Whilst this is one in a growing line of failures for disease modifying treatment in dementia, some would argue Davunetide had more chance than its predecessors. Firstly, it targeted the tau protein, which builds up in and around the neurons of people with PSP. No doubt Allon were hoping that it would work, and then be taken in to trials of Alzheimer’s disease where tau is also found. Most previous drugs trials in Alzheimer’s disease have focused on beta-amyloid, another protein that can build up in the brain, but which is less certain to be a central part of the disease process and may be a tombstone of other events (for example see here). In PSP there is no amyloid, so targeting tau, and only tau, was supposed to work.
Most disappointing is that none of the secondary or exploratory endpoints showed any signs of change, although we are not told what these were. When designing a drug study, it is usual to pick hard clinical measures as a primary endpoint. I would have been hugely surprised if the primary endpoints had changed, given that the disease process in PSP is rather fast, and slowing it down once symptoms have developed is like stopping an out-of-control roller coaster. But perhaps Davunetide could have at least made a few dents in other measures, hinting that the approach to target tau was correct. I’m afraid we’re not given that comfort.

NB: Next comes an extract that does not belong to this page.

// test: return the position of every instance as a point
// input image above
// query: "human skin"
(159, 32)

Does that mean it’s all been worthless? No. Each clinical trial has useful data in it, even if that data is not what we would wish to see. I do hope the full results see the light of day. Those who know me well also know I do not have a soft spot for drug companies. But I feel genuinely sorry for Allon. They are a relatively small company and this (commercial) failure has come as a big blow both in share price and job losses. I’m not sure whether the company can survive. If Allon does go under, I wonder what will happen to the data. The press release commented on further investigation as to why the drug didn’t work, my hope is this will be in the open and not behind closed doors under the defence of ‘commercial interests’. I’d love to get my hands on it if I could!
It is natural to pick on tau and beta-amyloid as targets for slowing down the disease. Both proteins are easily seen under even the simplest microscope, and have a long track record in lab and animal experiments. But we need to be more savvy about how we develop drugs in the future, targeting multiple pathways and developing drugs that target disease mechanisms we can’t see. This means new disease measures and new drug discovery techniques (that’s a whole different blog!). I only hope we have some encouraging news before the pharma industry turns its back on dementia completely.